Brexit: da J.P. Morgan a Deutsche Bank, fuga banche dalla City. Toyota e Nissan bloccano investimenti

di Notizie Geopolitiche – 

Deutsche bankNon ha tardato ad arrivare la reazione di banche e grandi aziende all’esito del referendum che ieri ha deciso l’uscita della Gran Bretagna dall’Unione Europea, la cosiddetta Brexit; solo poche ore fa l’emittente britannica Bbc aveva diffuso la notizia della decisione della banca newyorkese Morgan Stanley di trasferire 2.000 dei suoi dipendenti da Londra verso un’altra città europea. Benché la voce sia stata poi smentita da una nota dello stesso istituto di credito, questo non sarebbe comunque stato un caso isolato: il colosso finanziario statunitense J.P. Morgan ha infatti intenzione di trasferire un numero compreso tra i 1.000 ed i 4.000 dei suoi 16.000 dipendenti che lavorano attualmente nel Regno Unito in un altro paese, membro dell’Unione Europea, mentre la tedesca Deutsche Bank, che in Gran Bretagna dà lavoro a 9.000 persone, ha già varato un piano per lo spostamento di attività attualmente in territorio britannico, verso stati Ue, tra questi Francia e Germania.

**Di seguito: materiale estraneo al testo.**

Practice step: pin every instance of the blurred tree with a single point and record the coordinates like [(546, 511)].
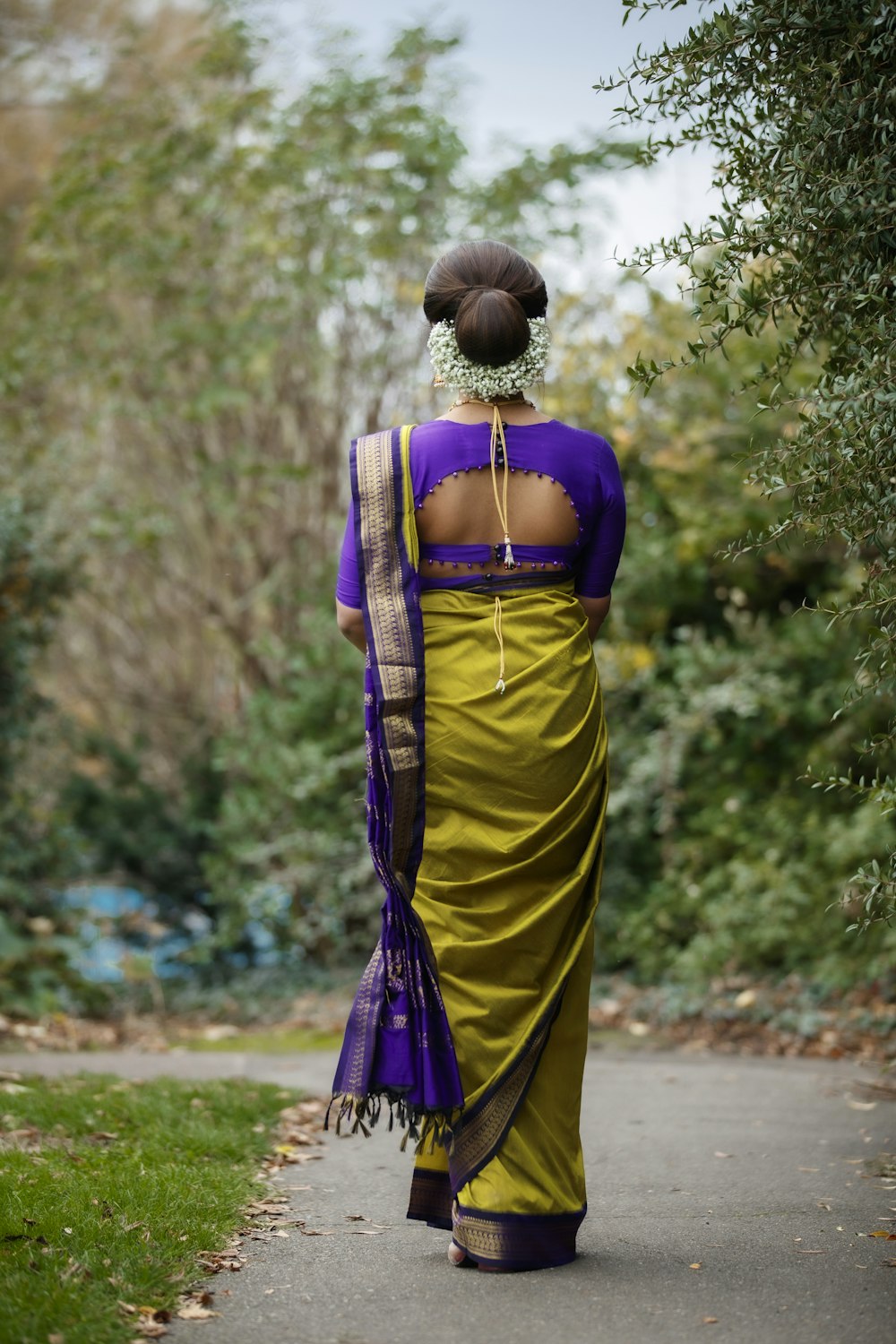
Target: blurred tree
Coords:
[(211, 292), (719, 687), (797, 102)]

La possibile fuga dei banchieri dalla City ha quindi attratto l’interesse delle principali piazze finanziarie d’Europa, principalmente Francoforte, dove il gruppo lobbystico Frankfurt Main Finance ha invitato gli operatori inglesi del settore a trasferire le loro attività nella città tedesca, presentata come più stabile e sicura rispetto all’incertezza che regnerà nella capitale britannica nei prossimi anni.
I problemi per Londra non arrivano però solo dal settore della finanza. Anche le grandi industrie, soprattutto quelle del settore automobilistico, stanno prendendo le loro contromisure: al contrario del gruppo Fiat-Chrysler (Fca), il quale ha dichiarato che la Brexit non influenzerà le sue politiche in Gran Bretagna, Toyota e Nissan, che assieme producono nel Regno Unito quasi 700.000 vetture all’anno, hanno infatti affermato di voler temporaneamente “rallentare” gli investimenti in territorio britannico, rivedendo i propri piani a fronte delle nuove condizioni.
Secondo una stima del ministero del Tesoro di Londra, resa nota verso la fine di maggio, l’uscita del paese dall’Ue potrebbe infatti comportare un calo del Pil nazionale di circa il 6%, con una perdita di oltre 800.000 posti di lavoro.